Lindsley and the Jabotinskys then walked to the shore for a picnic lunch consisting of “the cold remains of our Passover dinner of the night before.” With the sea “pounding against the Phoenician seawall, and the sound of heavy guns from a British artillery school” in the distance, Lindsley and the Jabotinskys spoke about the ancient Festival of Freedom and their generation’s own struggle for Jewish national freedom.
Just two years later, that struggle reached its successful conclusion as the State of Israel was established.
Eri Jabotinsky was elected, in 1949, to the First Knesset, as a member of Begin’s Herut Party. Israeli politics was not to his liking, however, and after one term he returned to teaching mathematics.
Eri’s daughter Karny grew up to become a prominent Israeli psychiatrist and for some years served as ombudsman for Israel’s Ministry of Health.
Peleg Tamir was released from Acre in 1947, but was then rearrested and placed in the Atlit detention camp, from which he escaped by hiding in a suitcase. His distinguished career over the past half-century has included serving as general director of the Israel Manufacturers Association and head of manpower and personnel for the Israel Air Force. Today he chairs the Jabotinsky Institute, the Tel Aviv-based center for scholarship on the Revisionist Zionist leader and his movement.
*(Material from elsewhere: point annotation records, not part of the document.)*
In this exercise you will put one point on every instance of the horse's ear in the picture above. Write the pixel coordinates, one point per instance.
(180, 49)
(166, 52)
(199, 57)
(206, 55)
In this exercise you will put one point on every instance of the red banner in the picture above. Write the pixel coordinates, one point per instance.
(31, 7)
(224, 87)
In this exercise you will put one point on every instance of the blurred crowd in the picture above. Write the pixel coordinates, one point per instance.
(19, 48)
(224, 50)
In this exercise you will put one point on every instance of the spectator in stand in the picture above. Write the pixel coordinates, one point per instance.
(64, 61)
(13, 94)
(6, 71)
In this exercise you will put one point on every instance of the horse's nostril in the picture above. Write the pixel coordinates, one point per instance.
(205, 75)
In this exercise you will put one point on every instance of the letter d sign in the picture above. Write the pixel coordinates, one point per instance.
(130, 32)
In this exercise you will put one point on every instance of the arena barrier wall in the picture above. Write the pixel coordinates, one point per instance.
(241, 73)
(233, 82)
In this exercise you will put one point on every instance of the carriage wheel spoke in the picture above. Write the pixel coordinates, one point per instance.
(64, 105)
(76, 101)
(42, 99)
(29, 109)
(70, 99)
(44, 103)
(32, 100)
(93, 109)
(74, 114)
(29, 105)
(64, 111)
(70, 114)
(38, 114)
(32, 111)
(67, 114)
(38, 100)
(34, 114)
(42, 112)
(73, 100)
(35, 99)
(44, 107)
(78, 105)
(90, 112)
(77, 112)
And that Canadian teenager whom Lindsley pitied? Hassia Hassan, the innocent schoolgirl whose biggest problem, Lindlsey thought, was being deprived of “movies and ice cream,” was actually an active member of the Irgun and would herself eventually spend time in prison. Hassia and Peleg recently celebrated their 58th wedding anniversary.
The postwar years were not so kind to Lorna Lindsley, however. Her marriage ended in divorce, her daughter Leonora was killed in a jeep accident in Germany, and in the summer of 1956, at age 67, Lindsley herself suffered a fatal cerebral hemorrhage.
But it would not have been Lorna Lindlsey’s way to leave this world without one last fight. At the time of her death, she had taken up the cause of the Mau Mau rebels battling for the independence of Kenya from its British colonial rulers. Undaunted, as usual, by the dangers of the war zone, Lindsley had recently traveled to Kenya for a firsthand view of the situation. For Lorna Lindsley, the Passover spirit of freedom that she embraced in Palestine in 1946 continued to echo across Europe, Africa, and anywhere else people struggled against oppressive regimes.